GSoC 2023 Week 12 - Limbo

This blog post is related to my GSoC 2023 Project.

This week, not much happened. I was mainly stuck on three different issues:

The threadCmpOverPHI change is currently blocked on an optimization regression: specifically in the file CMakeFiles/consumer-typeset.dir/z10.c.o, there is a file size regression of +0.28%, which on inspecting the generated IR shows that there is a fold of an icmp into a phi that is missed even after applying D155718.

The likely reason for this occuring is the lack of recursion in threadCmpOverPHI now. However, this is something that should be handled later on in InstCombine, but is not. I have spent quite a while trying unsuccessfully to come up with reproductions that show this issue (at least 3 times by now!), where one of the following two have occured:


I’ve been experimenting with TargetLowering::SimplifyDemandedBits and SelectionDAG::computeKnownBits again. This is finally the time I feel like throwing the towel in, because I have reached the point where I feel SimplifyDemandedBits cannot be salvaged at all, at least not without a major effort.

Let me explain: this all began when my mentor had asked me to do the simple job of moving a fold from DAGCombiner::visitADD (which took A+B and converted it into A|B when A and B share no common set bits) into TargetLowering::SimplifyDemandedBits, which is where it makes a lot more sense.

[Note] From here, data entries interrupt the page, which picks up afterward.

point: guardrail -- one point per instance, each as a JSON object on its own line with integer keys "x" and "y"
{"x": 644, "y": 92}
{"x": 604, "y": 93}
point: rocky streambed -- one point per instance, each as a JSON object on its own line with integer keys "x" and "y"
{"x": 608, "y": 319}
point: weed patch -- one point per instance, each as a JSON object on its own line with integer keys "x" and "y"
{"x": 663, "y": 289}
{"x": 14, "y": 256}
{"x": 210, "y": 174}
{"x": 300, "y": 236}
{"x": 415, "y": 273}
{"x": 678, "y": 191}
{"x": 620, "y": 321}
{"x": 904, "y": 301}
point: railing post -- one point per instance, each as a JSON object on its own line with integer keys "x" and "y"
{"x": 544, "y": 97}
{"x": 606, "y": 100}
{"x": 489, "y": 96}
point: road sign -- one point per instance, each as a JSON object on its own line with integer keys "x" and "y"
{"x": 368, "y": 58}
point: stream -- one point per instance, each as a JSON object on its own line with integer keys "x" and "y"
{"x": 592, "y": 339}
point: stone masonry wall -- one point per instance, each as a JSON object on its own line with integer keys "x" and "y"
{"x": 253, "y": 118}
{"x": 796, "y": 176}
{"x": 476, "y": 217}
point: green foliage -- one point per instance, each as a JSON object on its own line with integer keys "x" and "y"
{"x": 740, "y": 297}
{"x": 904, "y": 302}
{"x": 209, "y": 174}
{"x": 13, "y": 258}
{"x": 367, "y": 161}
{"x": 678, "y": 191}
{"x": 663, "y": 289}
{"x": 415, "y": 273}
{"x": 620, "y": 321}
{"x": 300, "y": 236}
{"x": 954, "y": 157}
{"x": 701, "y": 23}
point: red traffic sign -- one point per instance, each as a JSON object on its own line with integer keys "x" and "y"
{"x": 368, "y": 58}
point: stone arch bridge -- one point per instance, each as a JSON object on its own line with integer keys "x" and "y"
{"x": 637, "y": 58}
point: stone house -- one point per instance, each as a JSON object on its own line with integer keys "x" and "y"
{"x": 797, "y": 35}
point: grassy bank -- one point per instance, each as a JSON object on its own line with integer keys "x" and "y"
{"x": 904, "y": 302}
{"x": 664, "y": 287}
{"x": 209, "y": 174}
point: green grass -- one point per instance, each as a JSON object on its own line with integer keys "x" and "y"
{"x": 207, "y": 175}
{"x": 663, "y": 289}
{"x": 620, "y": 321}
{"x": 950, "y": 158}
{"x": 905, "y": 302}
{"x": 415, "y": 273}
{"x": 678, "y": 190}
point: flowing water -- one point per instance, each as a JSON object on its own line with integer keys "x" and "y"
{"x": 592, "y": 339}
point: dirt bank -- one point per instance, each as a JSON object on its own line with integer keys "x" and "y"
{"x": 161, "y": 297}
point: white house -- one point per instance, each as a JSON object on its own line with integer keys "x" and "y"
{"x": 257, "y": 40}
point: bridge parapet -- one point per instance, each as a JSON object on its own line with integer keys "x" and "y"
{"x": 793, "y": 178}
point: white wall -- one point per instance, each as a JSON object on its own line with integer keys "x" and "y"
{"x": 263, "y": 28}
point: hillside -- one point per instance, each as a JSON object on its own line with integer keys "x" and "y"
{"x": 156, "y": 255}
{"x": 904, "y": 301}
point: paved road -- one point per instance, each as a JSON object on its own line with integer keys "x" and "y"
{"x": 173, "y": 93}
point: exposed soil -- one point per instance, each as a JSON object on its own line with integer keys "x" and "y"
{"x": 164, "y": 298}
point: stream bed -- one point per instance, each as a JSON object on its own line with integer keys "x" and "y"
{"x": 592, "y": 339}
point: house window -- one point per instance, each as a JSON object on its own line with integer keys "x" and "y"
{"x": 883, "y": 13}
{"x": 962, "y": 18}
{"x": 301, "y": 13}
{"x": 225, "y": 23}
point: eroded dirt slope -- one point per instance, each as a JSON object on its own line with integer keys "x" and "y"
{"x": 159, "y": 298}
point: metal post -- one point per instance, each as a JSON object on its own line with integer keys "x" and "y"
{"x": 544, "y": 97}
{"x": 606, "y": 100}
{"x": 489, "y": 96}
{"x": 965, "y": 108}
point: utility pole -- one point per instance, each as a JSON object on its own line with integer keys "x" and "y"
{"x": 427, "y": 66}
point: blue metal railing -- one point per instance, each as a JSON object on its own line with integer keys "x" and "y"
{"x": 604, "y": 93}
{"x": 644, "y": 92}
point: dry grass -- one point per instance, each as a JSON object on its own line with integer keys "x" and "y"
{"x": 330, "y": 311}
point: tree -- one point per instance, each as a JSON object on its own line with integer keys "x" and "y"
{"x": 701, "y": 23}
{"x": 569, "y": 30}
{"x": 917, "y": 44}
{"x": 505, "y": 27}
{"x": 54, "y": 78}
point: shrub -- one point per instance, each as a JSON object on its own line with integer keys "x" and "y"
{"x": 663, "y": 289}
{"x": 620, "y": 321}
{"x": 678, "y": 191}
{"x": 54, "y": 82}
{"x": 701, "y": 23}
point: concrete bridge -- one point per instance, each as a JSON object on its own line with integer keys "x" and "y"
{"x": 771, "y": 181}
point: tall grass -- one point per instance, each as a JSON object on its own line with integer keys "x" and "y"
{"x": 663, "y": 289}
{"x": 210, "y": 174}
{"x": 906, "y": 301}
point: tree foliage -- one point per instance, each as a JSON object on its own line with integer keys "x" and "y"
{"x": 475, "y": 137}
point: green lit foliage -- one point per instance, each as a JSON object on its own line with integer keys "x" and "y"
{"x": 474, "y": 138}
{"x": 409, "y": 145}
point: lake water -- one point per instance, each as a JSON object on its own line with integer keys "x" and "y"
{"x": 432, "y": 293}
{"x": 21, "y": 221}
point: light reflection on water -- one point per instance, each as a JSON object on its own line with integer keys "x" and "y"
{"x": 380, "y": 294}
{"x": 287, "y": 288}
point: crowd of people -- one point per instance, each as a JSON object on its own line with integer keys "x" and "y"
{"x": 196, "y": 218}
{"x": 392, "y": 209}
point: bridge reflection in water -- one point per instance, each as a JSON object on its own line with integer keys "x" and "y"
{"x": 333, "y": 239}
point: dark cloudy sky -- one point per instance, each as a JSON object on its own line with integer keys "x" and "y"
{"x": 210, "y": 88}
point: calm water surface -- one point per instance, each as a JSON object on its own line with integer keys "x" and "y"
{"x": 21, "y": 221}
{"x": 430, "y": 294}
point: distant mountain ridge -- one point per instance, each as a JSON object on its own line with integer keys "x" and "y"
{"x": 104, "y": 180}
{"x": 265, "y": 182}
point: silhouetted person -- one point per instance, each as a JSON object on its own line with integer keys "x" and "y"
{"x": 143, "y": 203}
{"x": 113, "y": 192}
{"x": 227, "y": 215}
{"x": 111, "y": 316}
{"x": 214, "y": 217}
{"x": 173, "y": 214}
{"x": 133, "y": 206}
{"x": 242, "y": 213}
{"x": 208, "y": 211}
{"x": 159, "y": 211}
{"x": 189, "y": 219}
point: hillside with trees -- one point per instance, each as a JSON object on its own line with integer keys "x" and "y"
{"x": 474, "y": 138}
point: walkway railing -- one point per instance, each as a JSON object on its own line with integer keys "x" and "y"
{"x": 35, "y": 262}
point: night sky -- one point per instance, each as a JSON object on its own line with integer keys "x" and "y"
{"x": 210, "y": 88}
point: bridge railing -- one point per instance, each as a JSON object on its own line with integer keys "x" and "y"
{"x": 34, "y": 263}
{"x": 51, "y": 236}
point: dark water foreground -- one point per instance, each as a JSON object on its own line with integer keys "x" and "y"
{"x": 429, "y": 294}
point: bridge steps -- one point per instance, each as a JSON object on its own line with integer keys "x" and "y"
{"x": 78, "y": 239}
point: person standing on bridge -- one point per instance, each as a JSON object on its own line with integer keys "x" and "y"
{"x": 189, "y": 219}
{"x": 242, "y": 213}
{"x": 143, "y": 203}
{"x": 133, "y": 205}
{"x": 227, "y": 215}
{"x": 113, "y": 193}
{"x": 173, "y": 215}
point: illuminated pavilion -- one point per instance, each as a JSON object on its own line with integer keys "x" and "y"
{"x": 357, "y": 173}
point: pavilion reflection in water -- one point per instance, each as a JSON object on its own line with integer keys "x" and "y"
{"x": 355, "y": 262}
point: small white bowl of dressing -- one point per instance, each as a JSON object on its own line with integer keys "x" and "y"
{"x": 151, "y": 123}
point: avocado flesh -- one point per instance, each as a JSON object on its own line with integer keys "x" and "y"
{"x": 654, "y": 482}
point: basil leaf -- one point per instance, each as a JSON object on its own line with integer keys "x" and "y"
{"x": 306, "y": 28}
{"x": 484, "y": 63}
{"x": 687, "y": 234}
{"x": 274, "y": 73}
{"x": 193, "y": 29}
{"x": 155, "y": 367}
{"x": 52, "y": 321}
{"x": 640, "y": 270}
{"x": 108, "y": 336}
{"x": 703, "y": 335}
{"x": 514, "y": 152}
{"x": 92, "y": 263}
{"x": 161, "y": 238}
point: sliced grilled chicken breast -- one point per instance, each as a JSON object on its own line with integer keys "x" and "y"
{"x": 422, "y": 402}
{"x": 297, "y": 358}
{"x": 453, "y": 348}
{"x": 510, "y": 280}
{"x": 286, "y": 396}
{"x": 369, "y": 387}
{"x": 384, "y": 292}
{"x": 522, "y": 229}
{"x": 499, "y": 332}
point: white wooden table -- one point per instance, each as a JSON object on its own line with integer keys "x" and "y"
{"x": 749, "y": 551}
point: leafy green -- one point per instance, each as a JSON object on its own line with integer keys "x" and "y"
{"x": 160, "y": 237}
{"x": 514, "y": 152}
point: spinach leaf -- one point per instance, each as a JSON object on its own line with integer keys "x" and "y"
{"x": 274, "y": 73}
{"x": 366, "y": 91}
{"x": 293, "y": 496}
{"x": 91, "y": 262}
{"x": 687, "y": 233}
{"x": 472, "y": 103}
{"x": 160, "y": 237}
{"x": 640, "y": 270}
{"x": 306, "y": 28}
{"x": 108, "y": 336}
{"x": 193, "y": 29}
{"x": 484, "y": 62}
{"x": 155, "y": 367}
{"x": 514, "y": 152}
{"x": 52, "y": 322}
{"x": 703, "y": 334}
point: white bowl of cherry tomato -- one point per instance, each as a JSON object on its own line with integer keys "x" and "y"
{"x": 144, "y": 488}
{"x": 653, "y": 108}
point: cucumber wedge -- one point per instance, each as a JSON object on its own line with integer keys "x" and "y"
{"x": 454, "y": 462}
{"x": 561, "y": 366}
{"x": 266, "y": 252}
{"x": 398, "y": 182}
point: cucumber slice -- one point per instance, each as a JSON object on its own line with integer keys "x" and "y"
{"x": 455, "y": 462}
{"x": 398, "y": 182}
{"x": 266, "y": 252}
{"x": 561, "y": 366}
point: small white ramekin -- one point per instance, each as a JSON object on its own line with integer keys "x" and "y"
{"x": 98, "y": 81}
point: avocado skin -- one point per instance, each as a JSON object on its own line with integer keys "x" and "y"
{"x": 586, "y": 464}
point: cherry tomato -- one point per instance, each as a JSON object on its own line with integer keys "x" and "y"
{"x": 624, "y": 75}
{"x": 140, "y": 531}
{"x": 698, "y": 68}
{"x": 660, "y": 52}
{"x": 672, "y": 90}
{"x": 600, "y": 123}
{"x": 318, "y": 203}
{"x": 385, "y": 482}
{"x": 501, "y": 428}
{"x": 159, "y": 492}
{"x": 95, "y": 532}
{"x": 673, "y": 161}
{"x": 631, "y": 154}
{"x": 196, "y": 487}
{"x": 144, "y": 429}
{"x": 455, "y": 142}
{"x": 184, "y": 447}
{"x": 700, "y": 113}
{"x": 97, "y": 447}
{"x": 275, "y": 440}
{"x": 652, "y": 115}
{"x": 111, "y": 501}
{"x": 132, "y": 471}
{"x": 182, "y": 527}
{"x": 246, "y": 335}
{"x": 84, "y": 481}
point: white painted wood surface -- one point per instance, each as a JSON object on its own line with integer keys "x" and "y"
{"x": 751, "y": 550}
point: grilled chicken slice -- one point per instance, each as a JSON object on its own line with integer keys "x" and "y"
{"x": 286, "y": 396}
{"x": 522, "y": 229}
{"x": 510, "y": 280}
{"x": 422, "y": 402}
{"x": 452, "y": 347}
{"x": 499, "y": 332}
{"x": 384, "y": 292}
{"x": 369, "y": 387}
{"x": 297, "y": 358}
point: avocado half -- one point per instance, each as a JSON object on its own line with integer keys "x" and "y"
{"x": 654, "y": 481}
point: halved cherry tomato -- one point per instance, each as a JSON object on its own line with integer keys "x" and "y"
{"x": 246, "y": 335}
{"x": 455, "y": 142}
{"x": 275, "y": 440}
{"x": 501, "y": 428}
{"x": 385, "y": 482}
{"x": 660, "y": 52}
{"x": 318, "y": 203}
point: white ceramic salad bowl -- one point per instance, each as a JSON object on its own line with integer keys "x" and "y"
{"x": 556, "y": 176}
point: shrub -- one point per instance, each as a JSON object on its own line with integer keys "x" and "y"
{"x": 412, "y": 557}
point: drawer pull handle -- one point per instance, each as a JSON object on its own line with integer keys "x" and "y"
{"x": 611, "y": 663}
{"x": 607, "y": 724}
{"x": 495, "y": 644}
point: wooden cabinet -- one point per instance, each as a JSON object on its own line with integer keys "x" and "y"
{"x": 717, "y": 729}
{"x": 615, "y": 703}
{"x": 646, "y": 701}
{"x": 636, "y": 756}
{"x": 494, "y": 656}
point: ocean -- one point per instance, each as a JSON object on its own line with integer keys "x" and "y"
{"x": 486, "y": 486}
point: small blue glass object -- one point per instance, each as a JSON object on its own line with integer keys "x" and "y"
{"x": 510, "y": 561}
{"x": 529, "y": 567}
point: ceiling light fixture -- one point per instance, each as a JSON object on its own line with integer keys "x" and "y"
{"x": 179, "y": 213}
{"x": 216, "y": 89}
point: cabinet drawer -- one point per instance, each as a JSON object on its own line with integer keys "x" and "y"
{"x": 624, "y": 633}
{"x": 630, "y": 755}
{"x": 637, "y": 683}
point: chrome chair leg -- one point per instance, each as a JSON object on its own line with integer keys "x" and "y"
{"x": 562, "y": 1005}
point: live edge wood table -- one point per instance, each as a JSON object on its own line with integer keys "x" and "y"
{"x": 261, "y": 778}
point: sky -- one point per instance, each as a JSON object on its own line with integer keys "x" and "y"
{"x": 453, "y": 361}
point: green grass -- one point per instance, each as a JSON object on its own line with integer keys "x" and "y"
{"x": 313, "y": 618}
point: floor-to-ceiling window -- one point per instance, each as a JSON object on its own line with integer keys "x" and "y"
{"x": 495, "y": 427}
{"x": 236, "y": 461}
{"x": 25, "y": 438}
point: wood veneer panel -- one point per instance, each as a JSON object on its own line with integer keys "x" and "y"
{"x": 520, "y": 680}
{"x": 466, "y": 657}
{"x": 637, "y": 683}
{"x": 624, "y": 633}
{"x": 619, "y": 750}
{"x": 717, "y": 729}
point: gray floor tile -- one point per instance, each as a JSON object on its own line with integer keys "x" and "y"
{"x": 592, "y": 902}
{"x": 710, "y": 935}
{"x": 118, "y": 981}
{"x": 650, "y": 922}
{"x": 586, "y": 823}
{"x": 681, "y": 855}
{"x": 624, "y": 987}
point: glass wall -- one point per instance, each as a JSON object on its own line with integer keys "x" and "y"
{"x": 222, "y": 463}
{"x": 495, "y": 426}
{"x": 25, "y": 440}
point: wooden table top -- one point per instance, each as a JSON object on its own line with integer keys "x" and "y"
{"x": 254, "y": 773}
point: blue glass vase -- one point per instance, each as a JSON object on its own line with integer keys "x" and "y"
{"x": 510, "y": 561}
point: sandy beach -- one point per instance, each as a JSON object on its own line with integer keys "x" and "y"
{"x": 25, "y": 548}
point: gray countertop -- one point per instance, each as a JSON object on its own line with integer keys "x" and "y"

Now, in something like InstCombine where the SimplifyDemandedBits and computeKnownBits implementations match rather well, this would be straightforward - just copy the code and remove the calls to computeKnownBits. However, when I tried this in DAGCombiner it started to cause all sorts of test failures because the known bits information computed by SimplifyDemandedBits and computeKnownBits was different.

Initially, I stopped working on this because it was simply not worth the time sink. But, later on I picked it up again because I felt that the only difference between the two functions was that SimplifyDemandedBits was lacking some code that was present in computeKnownBits. So, I set forth comparing the implementations of each instruction between the two functions and adding code anywhere I saw they were different. After this, nothing really changed - very few tests stopped failing, and the situation was basically the same as before.

Recently, I came back to this function because I want to reduce the number of haveNoCommonBitsSet calls that are there in DAGCombiner, so I tried to make the two functions achieve parity again. After more digging I decided to basically go the nuclear route and fell back to calling computeKnownBits for cases where I was not sure about the known bits information having a chance of being equal. But, this was still causing failures between the two functions. How?! Even after making sure pretty much all the code between the two functions was equal, I was still getting failures.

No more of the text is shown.